Mulai dari konflik keluarga, kehilangan ekonomi rumah tangga, hingga kasus kekerasan dalam rumah tangga akibat anggota keluarga terjerat perjudian daring.
“Kami mendengar banyak cerita pilu dari masyarakat. Ini bukan hanya soal uang, tapi kehancuran masa depan anak dan ketenangan keluarga. Kita harus hentikan ini bersama,” ungkapnya.
Menurut Meutya, banyak perempuan dan ibu rumah tangga menjadi korban tidak langsung ketika kepala keluarga mengalami kecanduan judi online.
Kondisi tersebut membuat stabilitas ekonomi keluarga terganggu dan berdampak pada tumbuh kembang anak.
Pemerintah Gencar Blokir Situs Judi Online
Pemerintah melalui Kementerian Komunikasi dan Digital (Kemkomdigi) terus memperkuat langkah pemberantasan judi online dengan melakukan pemblokiran terhadap situs dan konten perjudian digital.
Namun Meutya menegaskan pemberantasan judi online tidak cukup hanya melalui penutupan akses internet semata.
“Kita tidak hanya menutup akses atau melakukan takedown. Yang terpenting adalah menjangkau masyarakat luas dengan fakta-fakta ini, sehingga kesadaran tumbuh dari dalam keluarga dan komunitas,” jelasnya.
Karena itu, pemerintah kini juga memperkuat program literasi digital agar masyarakat lebih memahami risiko dan bahaya judi online.
Edukasi dinilai menjadi langkah penting mengingat praktik perjudian daring kini semakin mudah menyasar pengguna internet dari berbagai usia.
Selain itu, pengawasan terhadap aktivitas digital anak juga dinilai perlu diperkuat oleh keluarga agar paparan konten perjudian dapat dicegah lebih awal.
Media Sosial Diminta Turun Tangan
Meutya juga menyoroti maraknya iklan judi online di media sosial yang dinilai semakin agresif menargetkan pengguna internet di Indonesia.
Pemerintah telah meminta platform digital seperti Instagram, Facebook, TikTok, dan YouTube untuk lebih cepat menindak konten perjudian yang beredar di platform mereka.
“Judi online dilarang di Indonesia. Semua pihak harus punya tanggung jawab moral dan hukum yang sama,” jelasnya.
Menurutnya, platform digital harus memiliki tanggung jawab yang sama dalam melindungi masyarakat dari penyebaran konten ilegal.
Selain platform media sosial, pemerintah juga mendorong keterlibatan aparat penegak hukum, PPATK, OJK, hingga sektor perbankan untuk memperkuat pengawasan transaksi mencurigakan yang berkaitan dengan perjudian online.

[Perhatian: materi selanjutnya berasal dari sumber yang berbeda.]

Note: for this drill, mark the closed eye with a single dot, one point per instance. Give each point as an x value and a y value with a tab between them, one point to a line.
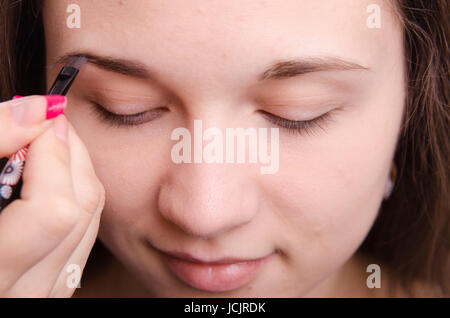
307	127
121	120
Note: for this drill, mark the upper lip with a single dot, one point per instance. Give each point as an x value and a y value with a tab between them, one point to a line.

“Kami akan terus memerangi aksesnya. Tapi kalau pelakunya tidak ditindak tegas, situs baru akan terus muncul. Karena itu, kami butuh dukungan penuh dari Polri, PPATK, OJK, perbankan, dan seluruh platform digital,” bebernya.
Keluarga Diminta Jadi Garda Terdepan
Meutya menilai keluarga memiliki peran paling penting dalam mencegah anak-anak terpapar judi online.
Orang tua diminta aktif mengawasi penggunaan gawai dan aktivitas digital anak agar tidak terjerumus ke dalam praktik perjudian daring.
Selain keluarga, tokoh agama, tokoh masyarakat, hingga komunitas juga diminta ikut membangun budaya anti-judi online di lingkungan sekitar.
“Terutama para ibu dan seluruh keluarga, jadilah benteng utama di rumah. Lindungi anak-anak kita dari bahaya judi online sejak dini. Tolak judol, jaga keluarga, selamatkan masa depan anak,” tutupnya.
Pemerintah berharap penguatan edukasi digital, pengawasan keluarga, dan penegakan hukum yang lebih tegas dapat menjadi langkah bersama dalam melindungi generasi muda dari ancaman judi online yang semakin meluas di Indonesia.